It is in this context that southland beaver was permitted to view and be granted access to the diversion by the senior fisheries biologist employed at United Water's Vern-Freeman diversion dam, Steve Howard. For reference sake the diversion is located about 1/2 between Santa Paula and the ocean on the map above.

Senior Fisheries Biologist Steve Howard explains Vern-Freeman Diversion Santa Clara River

Now, here I want to thank Steve again for spending two hours of his time taking me around and answering all of my questions. I was pleased to find out he is a true fish guy and this was good news because I had long held negative connotations for United Water with regards to their fish work. But Steve seems like the right guy for the job and as we talked I could see he really was making some strident efforts for steelhead and lamprey (don't forget the lamprey!!) in this river. I learned that because of downstream down cutting of the river due to quarry work, the diversion was actually offering some benefit by preventing the down cutting to continue upstream.

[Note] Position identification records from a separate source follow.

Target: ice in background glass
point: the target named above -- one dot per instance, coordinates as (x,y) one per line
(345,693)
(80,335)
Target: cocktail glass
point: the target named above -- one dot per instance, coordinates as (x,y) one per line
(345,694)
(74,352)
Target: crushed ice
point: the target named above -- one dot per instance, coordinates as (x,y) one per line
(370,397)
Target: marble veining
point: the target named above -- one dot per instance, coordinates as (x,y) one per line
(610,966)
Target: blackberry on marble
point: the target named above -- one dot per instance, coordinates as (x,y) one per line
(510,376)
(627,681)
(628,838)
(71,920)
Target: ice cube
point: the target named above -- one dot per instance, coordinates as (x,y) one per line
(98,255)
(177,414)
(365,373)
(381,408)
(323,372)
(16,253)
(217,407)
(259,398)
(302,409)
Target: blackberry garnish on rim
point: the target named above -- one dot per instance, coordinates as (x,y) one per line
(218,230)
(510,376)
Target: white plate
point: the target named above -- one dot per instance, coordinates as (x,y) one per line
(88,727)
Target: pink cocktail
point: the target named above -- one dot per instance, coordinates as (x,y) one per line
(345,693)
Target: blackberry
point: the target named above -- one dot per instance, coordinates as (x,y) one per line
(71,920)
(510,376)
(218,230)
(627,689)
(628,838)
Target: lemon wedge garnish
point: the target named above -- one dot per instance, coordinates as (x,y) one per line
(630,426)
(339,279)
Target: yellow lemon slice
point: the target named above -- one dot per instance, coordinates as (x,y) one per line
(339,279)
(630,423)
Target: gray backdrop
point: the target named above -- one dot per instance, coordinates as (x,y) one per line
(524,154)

So what kind of fish passage does the Vern-Freeman have? Well watch the video below as Steve explains the Denil fish way they use, why it is not the best system for the river, and how they are going to improve it. World exclusive on southland beaver!!

Denil Fishway on Vern-Freeman and New Passageway Coming!!

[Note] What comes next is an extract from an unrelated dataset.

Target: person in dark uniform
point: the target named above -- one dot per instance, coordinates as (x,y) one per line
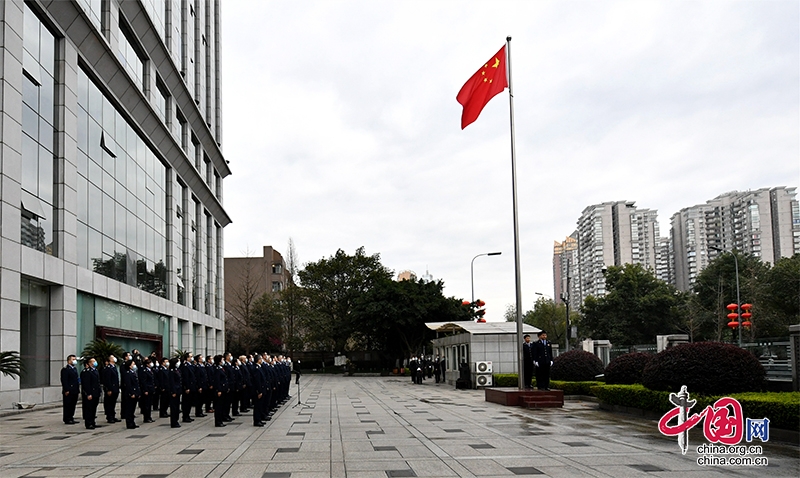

Did you catch all that? The problem with this particular fish passageway on this particular river is that when the Santa Clara rages, it really rages. Steve told me he has seen the river in such flow that as it crossed the diversion wall, it scarcely dropped in height at all. Now for a steelhead trying to find its way upstream in such a torrent, in flows that come and go quickly, it may miss it's opportunity to pass by keying in on the area of highest flows (the diversion wall itself) and missing the passageway. Let us look a bit at the Denial fish passageway.

Denil Fish Passageway

Now if a steelhead makes it up through the ladder, how would Steve know that it made it through? Well it turns out that the steelhead on this particular passageway are some of the most highly scrutinized fish in the world. Steelhead have to pass through a point where they are on motion detection camera from two angles as well as infrared detection. Pretty sweet...

So despite all the difficulties with steelhead on this river going through this particular diversion- have any made it through? Turns out yes, in 2012 two mature ocean-grown steelhead made it back up and through the diversion. Steve has the video to prove it which I will show below.

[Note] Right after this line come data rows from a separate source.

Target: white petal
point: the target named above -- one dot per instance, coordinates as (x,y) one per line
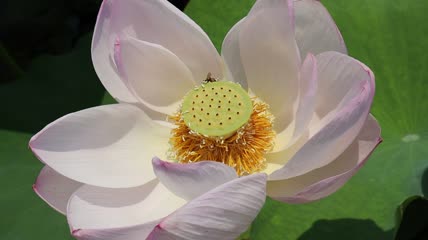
(102,55)
(222,213)
(337,74)
(231,54)
(324,181)
(270,57)
(340,127)
(157,77)
(108,146)
(55,189)
(159,22)
(93,208)
(308,82)
(191,180)
(315,29)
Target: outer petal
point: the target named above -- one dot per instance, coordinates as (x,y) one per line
(55,189)
(328,179)
(94,208)
(109,146)
(340,127)
(308,84)
(315,29)
(223,213)
(159,22)
(194,179)
(102,55)
(270,57)
(156,76)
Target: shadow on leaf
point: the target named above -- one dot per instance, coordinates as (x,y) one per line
(349,229)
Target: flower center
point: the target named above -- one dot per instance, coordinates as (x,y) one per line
(219,121)
(216,109)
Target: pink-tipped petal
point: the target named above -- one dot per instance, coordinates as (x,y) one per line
(308,84)
(324,181)
(340,126)
(157,77)
(102,55)
(95,208)
(107,146)
(270,58)
(55,189)
(191,180)
(231,54)
(222,213)
(316,31)
(159,22)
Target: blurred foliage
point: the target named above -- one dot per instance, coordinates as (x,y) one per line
(45,46)
(30,28)
(412,219)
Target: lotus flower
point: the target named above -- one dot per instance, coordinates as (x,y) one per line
(218,122)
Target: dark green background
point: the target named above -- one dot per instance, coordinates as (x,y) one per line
(389,36)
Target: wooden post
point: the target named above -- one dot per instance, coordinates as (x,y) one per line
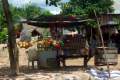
(98,24)
(12,47)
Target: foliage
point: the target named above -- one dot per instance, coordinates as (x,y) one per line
(3,35)
(86,7)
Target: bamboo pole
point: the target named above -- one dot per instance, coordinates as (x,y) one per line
(101,37)
(12,46)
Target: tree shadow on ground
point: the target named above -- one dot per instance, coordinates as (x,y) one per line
(5,71)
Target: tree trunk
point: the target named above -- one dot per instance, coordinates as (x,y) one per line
(12,47)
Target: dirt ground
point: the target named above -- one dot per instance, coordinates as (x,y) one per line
(75,67)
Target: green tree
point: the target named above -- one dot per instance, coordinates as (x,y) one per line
(86,7)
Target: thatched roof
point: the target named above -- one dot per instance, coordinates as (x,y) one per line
(56,20)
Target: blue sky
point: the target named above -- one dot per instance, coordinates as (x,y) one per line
(54,10)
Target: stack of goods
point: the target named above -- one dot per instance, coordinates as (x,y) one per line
(50,44)
(24,44)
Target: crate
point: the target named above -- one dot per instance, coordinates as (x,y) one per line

Well need less to say Steve said he was jumping through the roof when those two steelies made it through in 2012.

Some may wonder- why are all these resources and water being given to a fish?

Now for me southern steelhead are some of the coolest fish around. I mean big fish like those two make it up through largely intermittent to totally dry rivers during brief high flow events in a mad dash to their spawning grounds in perennial, spring and snowmelt fed streams. For any readers here from more wetter parts of the world the picture below shows how much of the lower Santa Clara looks the vast majority of the year, if not a sandy wash.

Until it looks like this:

And even with all the crap we throw at them they still make a go at it.  People can learn a lot from this fish in my estimation. That fish to me is very inspiring, more so than most humans at least.

More to come including how channel maintenance is achieved, fish traps, settling ponds, percolation, bird life at the diversion, problems with badgers and I ask the question: 
Is the Vern-Freeman diversion doing what beaver would do naturally? (and for free)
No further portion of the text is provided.